Après le décès de deux enfants en bas âge, Georges Ulysse LANQUETIN naît en 1863. Adolescent, il part dans l'Hérault, chez un oncle apprendre le commerce du vin. C'est la "grande" époque du développement de l'absinthe à Pontarlier, d'où proviendra 80 % de la production nationale. D'où le fameux proverbe : "Dans le Doubs, absinthe-toi"… Pour mieux connaître cette boisson, on peut acheter le très beau livre de Marie Claude DELAHAYE "L'absinthe, art et histoireou aller au Musée de l'absinthe à Auvers-sur-oise et voir la tombe de VAN GOGH (mort de l'absinthe ? ?). On peut aussi se rendre à la rubrique "absinthe" de ce site. Sur la photo ci-dessus, G.LANQUETIN à gauche. A côté, son fils Marcel, 9 ans, futur préfet de la République. Sur la table, une carafe à absinthe gravée au nom de l'absinthe Lanquetin et toujours utilisée par son petit-fils Georges (NB : sans l'absinthe) !

 

Cette plante (artemisia absinthium), appelée aussi Aluine, Herbe Sainte ( !), Herbe des Vierges, Herbe aux Vers (nb: intestinaux), etc …est connue depuis la plus haute Antiquité (papyrus égyptien de 1600 av.JC). Mais il flotte autour de cette plante un parfum de poison et de mort. Saint Jean, dans son apocalypse, nous dit : "Et il tomba une grande étoile ardente comme un flambeau, et elle tomba sur le tiers des fleuves et sur les sources des eaux. Le nom de cette étoile est Absinthe ; et le tiers des eaux fut changé en absinthe et beaucoup d'hommes moururent".

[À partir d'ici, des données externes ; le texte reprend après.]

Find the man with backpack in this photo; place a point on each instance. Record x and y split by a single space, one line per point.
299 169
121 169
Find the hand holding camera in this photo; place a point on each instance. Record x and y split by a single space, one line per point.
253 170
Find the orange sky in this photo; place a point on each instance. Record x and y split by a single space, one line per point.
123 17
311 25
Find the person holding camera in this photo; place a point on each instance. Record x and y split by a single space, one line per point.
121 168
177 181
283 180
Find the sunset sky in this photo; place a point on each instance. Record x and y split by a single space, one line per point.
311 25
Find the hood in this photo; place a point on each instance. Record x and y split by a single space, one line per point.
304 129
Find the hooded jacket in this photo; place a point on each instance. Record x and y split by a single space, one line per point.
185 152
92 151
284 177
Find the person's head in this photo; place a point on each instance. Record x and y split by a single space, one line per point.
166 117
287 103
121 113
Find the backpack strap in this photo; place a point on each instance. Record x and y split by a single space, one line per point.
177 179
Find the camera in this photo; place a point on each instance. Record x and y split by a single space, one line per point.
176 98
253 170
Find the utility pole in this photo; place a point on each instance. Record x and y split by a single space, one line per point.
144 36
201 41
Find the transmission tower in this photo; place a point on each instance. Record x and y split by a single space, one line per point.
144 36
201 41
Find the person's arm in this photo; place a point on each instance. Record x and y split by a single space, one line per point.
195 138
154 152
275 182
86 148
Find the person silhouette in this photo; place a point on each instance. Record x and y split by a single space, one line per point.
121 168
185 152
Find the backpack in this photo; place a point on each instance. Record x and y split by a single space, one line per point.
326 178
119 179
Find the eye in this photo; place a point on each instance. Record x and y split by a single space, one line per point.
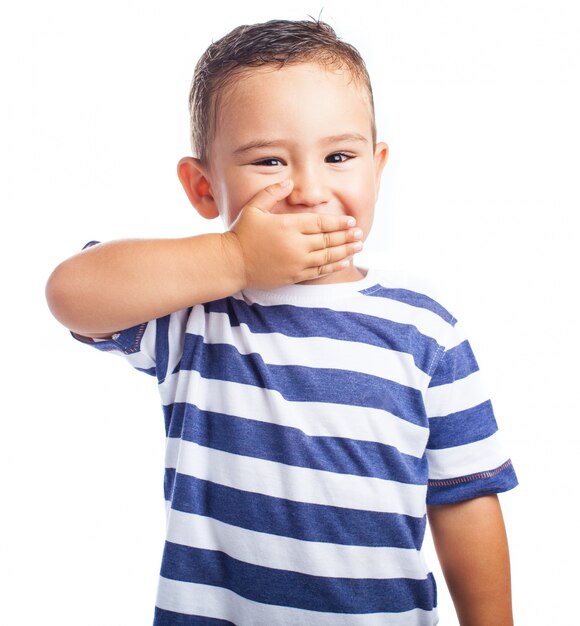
273 162
338 157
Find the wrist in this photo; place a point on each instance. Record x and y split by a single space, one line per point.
234 260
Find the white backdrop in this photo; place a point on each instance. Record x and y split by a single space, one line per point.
479 104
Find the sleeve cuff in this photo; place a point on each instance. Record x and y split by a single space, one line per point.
448 491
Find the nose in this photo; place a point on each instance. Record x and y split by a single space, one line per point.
310 188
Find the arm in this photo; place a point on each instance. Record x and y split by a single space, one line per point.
117 285
471 544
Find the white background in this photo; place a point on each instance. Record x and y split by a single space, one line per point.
479 103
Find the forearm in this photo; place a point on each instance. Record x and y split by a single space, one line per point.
116 285
471 544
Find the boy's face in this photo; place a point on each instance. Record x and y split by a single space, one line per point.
301 122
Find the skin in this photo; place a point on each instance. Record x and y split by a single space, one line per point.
294 175
284 124
471 544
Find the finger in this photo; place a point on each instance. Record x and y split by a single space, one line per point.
266 199
329 256
314 223
336 238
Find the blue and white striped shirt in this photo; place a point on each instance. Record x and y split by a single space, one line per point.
307 429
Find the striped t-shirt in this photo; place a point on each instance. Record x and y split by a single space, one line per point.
307 429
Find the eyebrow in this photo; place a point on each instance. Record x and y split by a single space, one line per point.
273 143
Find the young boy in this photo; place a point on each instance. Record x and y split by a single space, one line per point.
315 414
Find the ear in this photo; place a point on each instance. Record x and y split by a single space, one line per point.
381 156
193 177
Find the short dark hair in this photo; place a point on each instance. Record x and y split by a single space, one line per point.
275 43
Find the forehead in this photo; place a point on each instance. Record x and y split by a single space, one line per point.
297 99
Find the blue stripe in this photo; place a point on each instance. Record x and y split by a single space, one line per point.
291 589
303 384
458 429
295 321
469 487
169 618
458 362
276 516
291 446
412 298
162 347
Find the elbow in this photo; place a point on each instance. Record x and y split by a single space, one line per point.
62 296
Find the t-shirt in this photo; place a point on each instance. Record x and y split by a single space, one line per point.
307 429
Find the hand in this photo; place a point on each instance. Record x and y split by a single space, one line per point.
280 249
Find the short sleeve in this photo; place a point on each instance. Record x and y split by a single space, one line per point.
153 347
464 451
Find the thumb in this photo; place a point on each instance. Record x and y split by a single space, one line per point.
266 199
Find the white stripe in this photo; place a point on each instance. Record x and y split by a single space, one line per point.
219 603
315 419
426 321
318 352
297 484
471 458
289 554
457 396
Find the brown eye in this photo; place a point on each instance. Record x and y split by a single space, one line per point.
269 162
337 157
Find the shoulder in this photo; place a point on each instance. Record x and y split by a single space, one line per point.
411 298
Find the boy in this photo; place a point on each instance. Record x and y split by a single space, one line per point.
312 411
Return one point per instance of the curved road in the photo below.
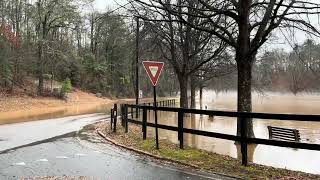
(77, 154)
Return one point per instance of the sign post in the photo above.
(153, 70)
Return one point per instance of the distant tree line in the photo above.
(278, 70)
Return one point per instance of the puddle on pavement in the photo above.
(54, 112)
(295, 159)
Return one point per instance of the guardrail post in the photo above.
(126, 117)
(180, 128)
(144, 123)
(244, 148)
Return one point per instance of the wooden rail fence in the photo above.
(243, 116)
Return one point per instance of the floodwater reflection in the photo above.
(294, 159)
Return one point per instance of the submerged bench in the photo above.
(283, 134)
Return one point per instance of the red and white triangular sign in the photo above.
(153, 69)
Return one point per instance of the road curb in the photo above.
(157, 157)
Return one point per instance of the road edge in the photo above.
(160, 157)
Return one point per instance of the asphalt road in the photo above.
(84, 153)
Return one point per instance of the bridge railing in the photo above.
(242, 116)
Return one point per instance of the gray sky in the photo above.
(279, 42)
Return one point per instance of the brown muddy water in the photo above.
(54, 112)
(289, 158)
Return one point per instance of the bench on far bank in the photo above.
(284, 134)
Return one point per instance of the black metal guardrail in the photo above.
(243, 116)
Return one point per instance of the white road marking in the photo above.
(20, 164)
(61, 157)
(80, 154)
(42, 160)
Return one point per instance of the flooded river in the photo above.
(294, 159)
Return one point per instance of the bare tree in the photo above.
(244, 25)
(180, 44)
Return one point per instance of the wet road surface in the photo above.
(86, 154)
(19, 134)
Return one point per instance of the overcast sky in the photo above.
(281, 42)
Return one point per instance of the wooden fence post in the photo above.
(144, 123)
(244, 148)
(180, 128)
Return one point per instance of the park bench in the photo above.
(284, 134)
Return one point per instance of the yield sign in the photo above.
(153, 69)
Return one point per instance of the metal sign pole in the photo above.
(155, 115)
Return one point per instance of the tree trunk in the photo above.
(244, 93)
(244, 59)
(200, 94)
(193, 92)
(183, 82)
(40, 68)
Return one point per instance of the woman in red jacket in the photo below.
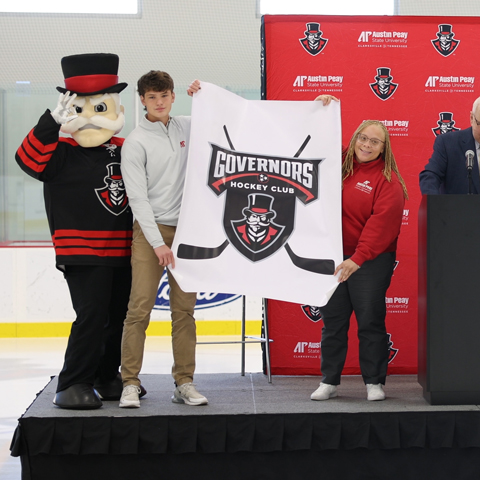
(373, 198)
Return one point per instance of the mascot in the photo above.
(90, 221)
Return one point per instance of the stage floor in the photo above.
(250, 425)
(232, 394)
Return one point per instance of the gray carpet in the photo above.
(232, 394)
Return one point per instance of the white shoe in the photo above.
(324, 392)
(187, 393)
(130, 397)
(375, 392)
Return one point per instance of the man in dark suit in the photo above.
(446, 171)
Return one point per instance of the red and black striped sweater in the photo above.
(87, 207)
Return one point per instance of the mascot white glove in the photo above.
(64, 113)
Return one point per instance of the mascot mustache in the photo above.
(94, 122)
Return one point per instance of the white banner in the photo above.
(261, 211)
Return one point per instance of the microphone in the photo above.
(469, 156)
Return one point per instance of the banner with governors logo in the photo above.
(261, 212)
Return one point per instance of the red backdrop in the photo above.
(428, 86)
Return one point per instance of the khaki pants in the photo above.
(146, 274)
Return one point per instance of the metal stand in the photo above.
(265, 340)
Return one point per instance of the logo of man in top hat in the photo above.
(444, 43)
(256, 230)
(313, 42)
(445, 124)
(113, 195)
(383, 88)
(89, 106)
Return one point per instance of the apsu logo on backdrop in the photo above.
(313, 42)
(444, 44)
(204, 300)
(445, 124)
(383, 87)
(312, 312)
(112, 195)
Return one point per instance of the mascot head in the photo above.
(94, 78)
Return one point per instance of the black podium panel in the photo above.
(449, 299)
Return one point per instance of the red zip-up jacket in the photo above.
(372, 211)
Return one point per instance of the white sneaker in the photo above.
(375, 392)
(187, 393)
(130, 397)
(324, 392)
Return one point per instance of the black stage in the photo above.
(253, 430)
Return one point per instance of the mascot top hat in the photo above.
(91, 74)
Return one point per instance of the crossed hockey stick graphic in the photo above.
(322, 266)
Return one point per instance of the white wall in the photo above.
(214, 40)
(32, 290)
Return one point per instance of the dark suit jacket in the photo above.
(446, 172)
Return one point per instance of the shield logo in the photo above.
(261, 193)
(383, 87)
(113, 195)
(313, 43)
(444, 44)
(312, 312)
(258, 224)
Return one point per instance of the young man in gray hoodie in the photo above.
(154, 159)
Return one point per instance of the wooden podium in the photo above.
(449, 299)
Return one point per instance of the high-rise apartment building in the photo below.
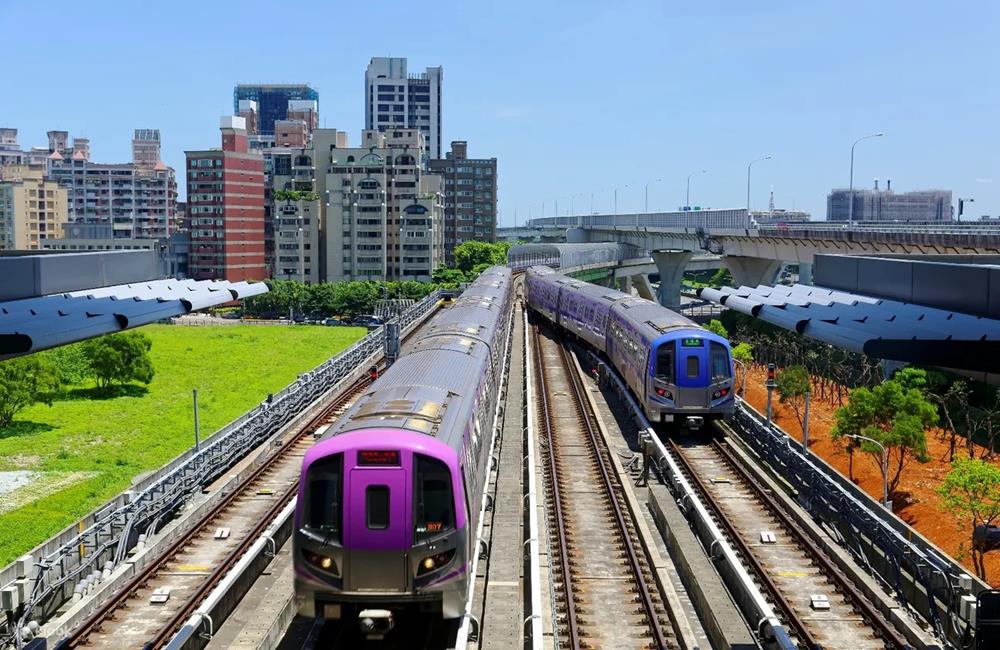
(146, 148)
(886, 205)
(382, 213)
(32, 208)
(226, 208)
(272, 102)
(470, 197)
(395, 99)
(293, 227)
(111, 201)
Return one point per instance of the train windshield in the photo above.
(435, 505)
(325, 495)
(719, 362)
(665, 362)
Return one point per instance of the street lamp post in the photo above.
(748, 179)
(885, 468)
(850, 206)
(615, 220)
(687, 195)
(647, 192)
(961, 206)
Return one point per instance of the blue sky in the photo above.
(573, 98)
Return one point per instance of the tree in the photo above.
(470, 254)
(743, 357)
(715, 326)
(896, 413)
(24, 381)
(971, 493)
(792, 385)
(120, 358)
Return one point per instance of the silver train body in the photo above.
(434, 408)
(676, 368)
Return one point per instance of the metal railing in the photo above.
(934, 585)
(116, 530)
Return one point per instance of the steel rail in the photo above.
(571, 622)
(801, 631)
(94, 622)
(633, 555)
(870, 613)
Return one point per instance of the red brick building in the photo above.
(226, 208)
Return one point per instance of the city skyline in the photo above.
(669, 91)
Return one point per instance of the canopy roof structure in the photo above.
(32, 324)
(878, 327)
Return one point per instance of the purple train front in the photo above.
(389, 499)
(676, 368)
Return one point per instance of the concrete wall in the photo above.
(967, 288)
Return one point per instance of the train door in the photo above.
(692, 362)
(380, 533)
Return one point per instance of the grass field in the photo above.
(100, 445)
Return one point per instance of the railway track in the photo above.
(196, 562)
(602, 578)
(788, 566)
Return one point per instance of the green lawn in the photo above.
(99, 445)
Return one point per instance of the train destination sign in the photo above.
(378, 457)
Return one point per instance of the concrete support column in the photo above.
(751, 271)
(805, 275)
(671, 265)
(643, 287)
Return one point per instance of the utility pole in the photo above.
(850, 205)
(197, 427)
(805, 428)
(770, 384)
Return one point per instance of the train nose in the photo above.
(375, 623)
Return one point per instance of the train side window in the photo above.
(665, 362)
(692, 365)
(434, 502)
(326, 496)
(377, 506)
(720, 361)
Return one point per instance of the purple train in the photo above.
(389, 498)
(675, 368)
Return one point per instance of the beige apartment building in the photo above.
(383, 215)
(32, 208)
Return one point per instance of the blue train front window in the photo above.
(665, 362)
(719, 362)
(325, 496)
(435, 505)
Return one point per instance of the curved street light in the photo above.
(850, 206)
(658, 180)
(885, 468)
(687, 196)
(748, 179)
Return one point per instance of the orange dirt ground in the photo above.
(915, 500)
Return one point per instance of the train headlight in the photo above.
(435, 562)
(324, 562)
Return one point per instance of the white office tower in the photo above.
(395, 99)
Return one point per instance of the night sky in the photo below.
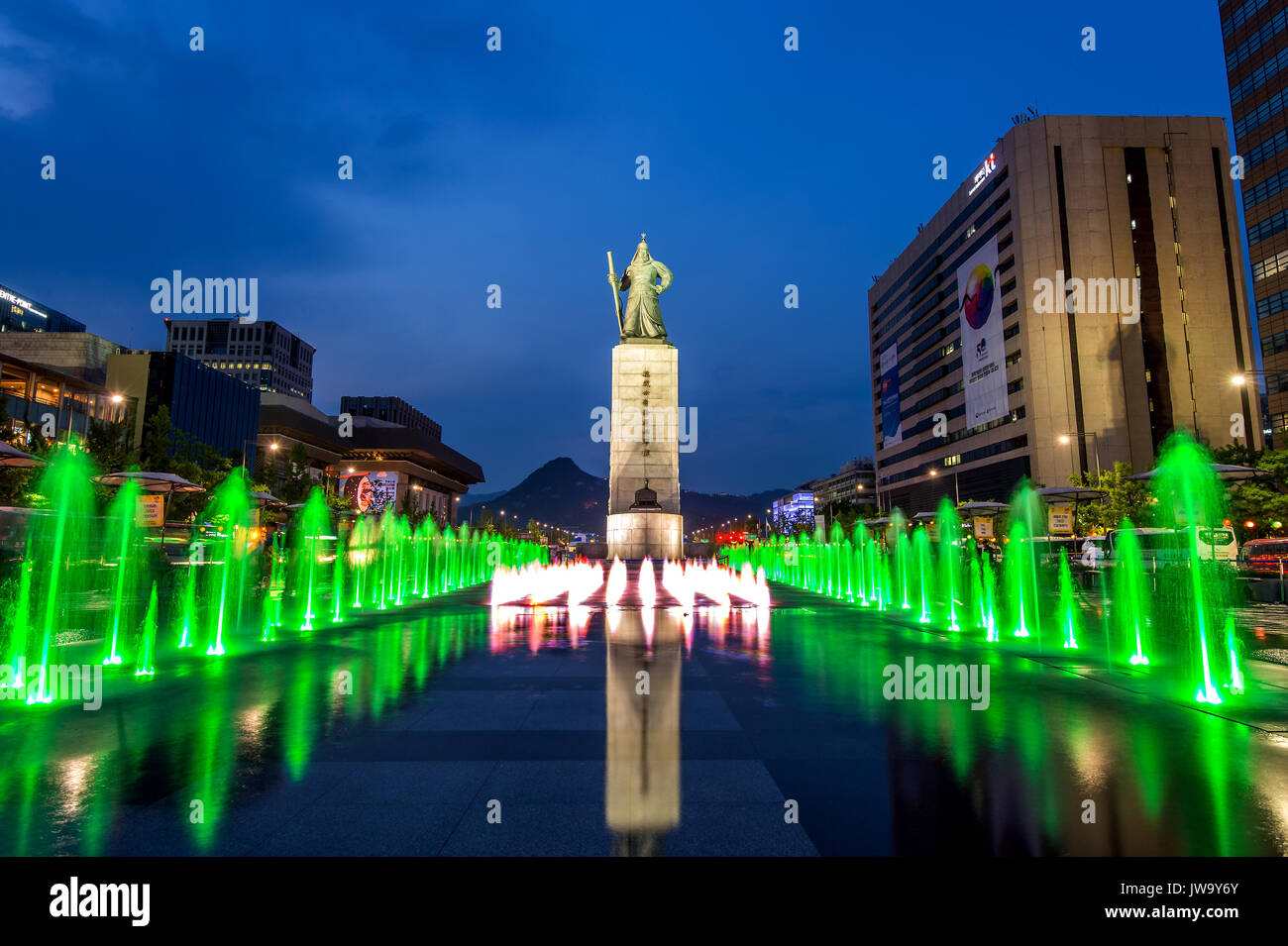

Toujours est-il que le major DUBIED et son gendre HL. PERNOD monte une première fabrique d'absinthe vers 1797. L'elixir d'absinthe est alors vendu aux ménages par des colporteurs et réservé aux apothicaires. PERNOD s'intalle ensuite à Pontarlier en 1805. Vers 1900, c'est plusieurs dizaines de plus ou moins grandes fabriques qui existent à Pontarlier. C'est encore, à la rigueur, une potion à visée thérapeutique. Il est vrai que l'absinthe, comme l'anis, à une action contre les troubles intestinaux. Les troupes coloniales de l'époque l'utilisaient au début pour cette action. Ensuite…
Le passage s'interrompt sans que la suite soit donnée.